The report says only about four in 10, or 41% of black students who start college as first-time, full-time freshmen earn bachelor’s degrees from those institutions within six years — a rate 22 percentage points below that of their white peers.
In Michigan, there are some universities that are beating that average — and some that are doing dismally worse.
At the University of Michigan's flagship campus in Ann Arbor, 79.2% of black students graduated within six years in 2012, 2013, and 2014, compared to 91.9% of white students. That's a 12.6% gap, about half the national average. Enrollment of African Americans was 4.9% of the total student body.
But at the same university's Flint campus, six-year graduation rates for both white and black students was very low. Only 22.2% of black students graduated from UM-Flint within 6 years, and only 39.1% of white students achieved the same.
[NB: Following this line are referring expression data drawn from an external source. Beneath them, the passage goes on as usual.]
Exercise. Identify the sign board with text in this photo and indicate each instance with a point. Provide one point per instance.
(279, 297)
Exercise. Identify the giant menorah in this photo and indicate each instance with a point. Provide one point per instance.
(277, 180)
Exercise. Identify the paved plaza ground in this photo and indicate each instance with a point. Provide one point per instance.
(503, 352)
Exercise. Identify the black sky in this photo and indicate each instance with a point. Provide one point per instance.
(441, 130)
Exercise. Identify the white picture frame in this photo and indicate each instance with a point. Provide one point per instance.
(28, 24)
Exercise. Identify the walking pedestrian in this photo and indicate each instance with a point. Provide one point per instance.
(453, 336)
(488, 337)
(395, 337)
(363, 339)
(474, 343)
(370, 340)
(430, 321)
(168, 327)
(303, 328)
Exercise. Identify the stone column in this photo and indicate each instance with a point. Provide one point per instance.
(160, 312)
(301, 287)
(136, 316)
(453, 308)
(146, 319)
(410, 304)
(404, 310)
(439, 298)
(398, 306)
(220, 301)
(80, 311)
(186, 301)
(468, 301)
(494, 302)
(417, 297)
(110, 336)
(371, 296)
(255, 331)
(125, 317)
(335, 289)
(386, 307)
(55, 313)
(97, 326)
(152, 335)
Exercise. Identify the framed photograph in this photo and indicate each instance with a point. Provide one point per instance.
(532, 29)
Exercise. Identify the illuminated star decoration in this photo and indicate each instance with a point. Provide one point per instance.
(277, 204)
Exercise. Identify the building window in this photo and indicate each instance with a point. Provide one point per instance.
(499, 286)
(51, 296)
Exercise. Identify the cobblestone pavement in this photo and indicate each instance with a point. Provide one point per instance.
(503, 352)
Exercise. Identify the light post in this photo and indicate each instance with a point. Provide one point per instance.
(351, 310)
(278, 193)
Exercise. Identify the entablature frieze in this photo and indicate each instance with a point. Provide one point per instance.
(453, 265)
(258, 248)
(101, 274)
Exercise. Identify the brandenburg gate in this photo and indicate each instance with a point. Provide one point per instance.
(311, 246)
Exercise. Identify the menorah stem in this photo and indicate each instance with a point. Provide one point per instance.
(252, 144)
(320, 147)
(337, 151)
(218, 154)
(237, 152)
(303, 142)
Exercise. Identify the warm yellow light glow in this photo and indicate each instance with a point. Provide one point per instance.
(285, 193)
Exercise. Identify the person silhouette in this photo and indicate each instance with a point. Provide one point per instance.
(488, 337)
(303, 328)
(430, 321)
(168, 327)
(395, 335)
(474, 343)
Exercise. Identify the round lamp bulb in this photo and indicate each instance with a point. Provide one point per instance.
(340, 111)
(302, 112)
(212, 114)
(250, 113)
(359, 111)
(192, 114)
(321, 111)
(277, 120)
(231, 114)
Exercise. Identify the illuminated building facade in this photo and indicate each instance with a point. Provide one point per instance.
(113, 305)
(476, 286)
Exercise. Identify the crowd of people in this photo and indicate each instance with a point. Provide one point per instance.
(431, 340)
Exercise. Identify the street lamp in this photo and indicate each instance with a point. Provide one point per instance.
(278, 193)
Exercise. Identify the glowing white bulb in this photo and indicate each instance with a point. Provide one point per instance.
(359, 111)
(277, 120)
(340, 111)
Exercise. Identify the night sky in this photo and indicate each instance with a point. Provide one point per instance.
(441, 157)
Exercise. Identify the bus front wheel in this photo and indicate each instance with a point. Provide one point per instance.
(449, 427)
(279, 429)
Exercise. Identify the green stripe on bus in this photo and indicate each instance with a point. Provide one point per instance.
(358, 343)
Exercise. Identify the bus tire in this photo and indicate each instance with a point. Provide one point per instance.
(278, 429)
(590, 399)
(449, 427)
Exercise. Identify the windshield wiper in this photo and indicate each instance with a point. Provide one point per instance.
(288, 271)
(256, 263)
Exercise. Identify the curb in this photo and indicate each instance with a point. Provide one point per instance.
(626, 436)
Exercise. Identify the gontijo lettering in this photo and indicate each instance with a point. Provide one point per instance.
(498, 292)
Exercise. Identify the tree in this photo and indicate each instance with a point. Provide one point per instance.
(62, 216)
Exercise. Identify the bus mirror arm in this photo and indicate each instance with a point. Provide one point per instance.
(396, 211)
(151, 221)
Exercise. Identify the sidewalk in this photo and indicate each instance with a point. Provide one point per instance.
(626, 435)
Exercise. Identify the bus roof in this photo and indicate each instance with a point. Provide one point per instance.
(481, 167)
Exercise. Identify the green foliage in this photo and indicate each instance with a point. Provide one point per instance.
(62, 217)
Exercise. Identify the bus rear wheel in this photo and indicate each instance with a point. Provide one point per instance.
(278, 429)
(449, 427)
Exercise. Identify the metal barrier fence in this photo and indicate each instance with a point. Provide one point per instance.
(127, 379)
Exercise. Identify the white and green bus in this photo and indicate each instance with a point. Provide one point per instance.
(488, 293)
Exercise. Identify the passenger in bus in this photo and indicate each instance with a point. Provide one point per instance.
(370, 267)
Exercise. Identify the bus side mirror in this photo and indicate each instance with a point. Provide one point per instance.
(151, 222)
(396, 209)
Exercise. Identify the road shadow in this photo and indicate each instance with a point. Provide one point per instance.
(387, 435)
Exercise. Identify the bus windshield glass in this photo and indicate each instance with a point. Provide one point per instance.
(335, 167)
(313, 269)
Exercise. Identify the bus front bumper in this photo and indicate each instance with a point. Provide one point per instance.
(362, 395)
Laurence Technological University in Southfield had the biggest racial gap of all universities in Michigan. A mere 13.7% of black students were able to graduate within six years. That contrasts starkly with the 60.8% of white students who graduated within six years. The percentage of black students enrolled at LTU was 11.5% between 2012 and 2014.
Lawrence Tech Provost Maria Vaz says the university is aware of the gap and working hard to improve the situation. She says black students drop out before graduation for a combination of financial and family reasons, which they're trying to address.
"Many of our minority students are commuter students from the Detroit area, instead of being residential students," Vaz said in an emailed statement. "As it is well known, the graduation rate of commuter students is lower than that of residential students."
Vaz says the university is trying to address that by transitioning the campus to more of a residential campus by building new dorms, so black students will have more success if they live on campus.
She says LTU has also begun outreach programs, including one at a middle school and high school in the Detroit public school system that offers early intervention academic programs — as well as half-off tuition scholarships for students wishing to attend LTU. From the statement:
"We hope by meeting and encouraging students earlier in their careers, we will be able to increase the number of students at LTU from underrepresented populations that are prepared for higher education and to attend Lawrence Tech. Our goal is to increase not only the number of interested students but also to enroll them and to graduate them."
Wayne State University had one of the worst graduation rates for African American students in the country, with only 11.1% managing to get a degree in six years. That compares to 44.3% of white students. Thirty-seven percent of students during the time period of the study were African-American.
Education Trust says it doesn't have to be this way. From the report:
Many will argue that differences in graduation rates are caused by differences in student preparation and other factors that are outside an institution’s control. For years though, we have shown that argument to be false.
Similar colleges serving similar students can produce vastly different outcomes, proving that what institutions do with the students they enroll is absolutely critical.
Meanwhile, Grand Valley State University is significantly beating the national average for six-year graduation rates for its African American students. 57.4% of African American students earned a degree within six years, compared to 67.6% for white students — a 10.1% gap. 5.9% of the students enrolled at GVSU during the study period were African-American.
The tiny religious college Andrews University in Berrien Springs, Michigan, is one of only 28 colleges in the country with a higher six-year graduation rate among African American students compared to white students — 61.3% versus 60.4%. Andrews is the flagship university of the Seventh Day Adventist school system. 22.4% of the student body was African-American during the study period.